How to calculate the theoretical memory bandwidth?

jimurk · August 8, 2019, 9:13am

Hi, everyone. In NVIDIA turing architecture whitepaper, the theoretical memory bandwidth is calculated as Memory interface * Memory Clock rate / 8 (GB/s). But in an old doc, reduction.ppt in CUDA samples, it is Memory interface * Memory Clock rate * 2 / 8 (GB/s). Which one should be adopted?

Thanks in advance!

Robert_Crovella · August 8, 2019, 1:29pm

It’s going to depend on how the memory clock rate is indicated/specified. Specifically, its going to depend on how the memory clock rate translates to transfers per second. There is not one single answer.

jimurk · August 9, 2019, 12:24am

Do you means that the given memory clock rate is a theoretical peak value and the actual memory clock rate varies during data transfer? Since Memory interface * Memory Clock rate is doubled in reduction.ppt, does NVIDIA GPUs support simultaneous bidirectional data transfer for now?

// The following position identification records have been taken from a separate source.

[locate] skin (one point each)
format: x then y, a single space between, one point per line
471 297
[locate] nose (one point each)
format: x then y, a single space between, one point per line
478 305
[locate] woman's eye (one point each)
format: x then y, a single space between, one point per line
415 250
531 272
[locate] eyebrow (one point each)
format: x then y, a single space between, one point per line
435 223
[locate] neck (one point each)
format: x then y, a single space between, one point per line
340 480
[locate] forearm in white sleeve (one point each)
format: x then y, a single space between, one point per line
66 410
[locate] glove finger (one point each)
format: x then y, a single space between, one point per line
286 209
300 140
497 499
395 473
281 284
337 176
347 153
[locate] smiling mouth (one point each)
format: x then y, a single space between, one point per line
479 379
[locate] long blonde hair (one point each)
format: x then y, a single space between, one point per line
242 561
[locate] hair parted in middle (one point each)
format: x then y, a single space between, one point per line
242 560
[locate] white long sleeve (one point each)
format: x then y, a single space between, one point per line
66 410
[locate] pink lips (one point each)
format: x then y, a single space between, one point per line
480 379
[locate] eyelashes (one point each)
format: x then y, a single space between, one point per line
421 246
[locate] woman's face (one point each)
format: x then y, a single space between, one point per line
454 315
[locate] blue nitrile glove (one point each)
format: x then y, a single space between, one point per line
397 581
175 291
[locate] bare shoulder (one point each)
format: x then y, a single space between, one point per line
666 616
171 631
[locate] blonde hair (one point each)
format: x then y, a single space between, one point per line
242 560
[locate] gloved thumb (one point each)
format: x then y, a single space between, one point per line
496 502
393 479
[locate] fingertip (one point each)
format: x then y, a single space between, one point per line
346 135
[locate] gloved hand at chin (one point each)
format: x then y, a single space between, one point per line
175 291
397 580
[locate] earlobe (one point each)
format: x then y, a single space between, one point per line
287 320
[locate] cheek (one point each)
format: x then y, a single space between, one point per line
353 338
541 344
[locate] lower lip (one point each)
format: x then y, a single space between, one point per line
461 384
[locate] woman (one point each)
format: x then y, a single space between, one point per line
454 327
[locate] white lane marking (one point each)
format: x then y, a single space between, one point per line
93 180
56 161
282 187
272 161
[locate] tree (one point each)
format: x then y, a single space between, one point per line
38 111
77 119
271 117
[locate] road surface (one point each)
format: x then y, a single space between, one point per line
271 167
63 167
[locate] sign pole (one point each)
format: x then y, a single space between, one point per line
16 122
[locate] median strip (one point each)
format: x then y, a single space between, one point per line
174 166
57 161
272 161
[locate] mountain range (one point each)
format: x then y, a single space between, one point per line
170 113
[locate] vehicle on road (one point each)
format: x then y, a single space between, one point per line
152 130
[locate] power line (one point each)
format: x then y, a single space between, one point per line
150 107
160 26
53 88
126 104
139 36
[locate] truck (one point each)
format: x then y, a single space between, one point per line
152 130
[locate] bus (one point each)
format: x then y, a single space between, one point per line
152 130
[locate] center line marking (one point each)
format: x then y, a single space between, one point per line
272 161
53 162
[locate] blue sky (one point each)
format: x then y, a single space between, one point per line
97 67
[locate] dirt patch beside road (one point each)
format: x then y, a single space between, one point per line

Robert_Crovella · August 9, 2019, 3:01am

No, I don’t mean any of those things. None of those things are true.

The peak theoretical memory bandwidth is transfers/second * bits/transfer * 1byte/8bits

Note that memory clock rate doesn’t appear in the above formula.

Depending on what source you are using for memory clock rate, you will have to determine how that relates to transfers/second.

jimurk · August 9, 2019, 4:05am

But according to NVIDIA turing architecture whitepaper, Memory Bandwidth (GB/sec) is Memory Interface * Memory Clock (Data Rate) / 8 bits. Given that Memory Interface is 352 bit and Memory Clock (Data Rate) is 11 Gbps for GTX 1080Ti, Can Memory Bandwidth of 484 GB/sec be treated as its theoretical memory bandwidth?

What do you mean the source for memory clock rate?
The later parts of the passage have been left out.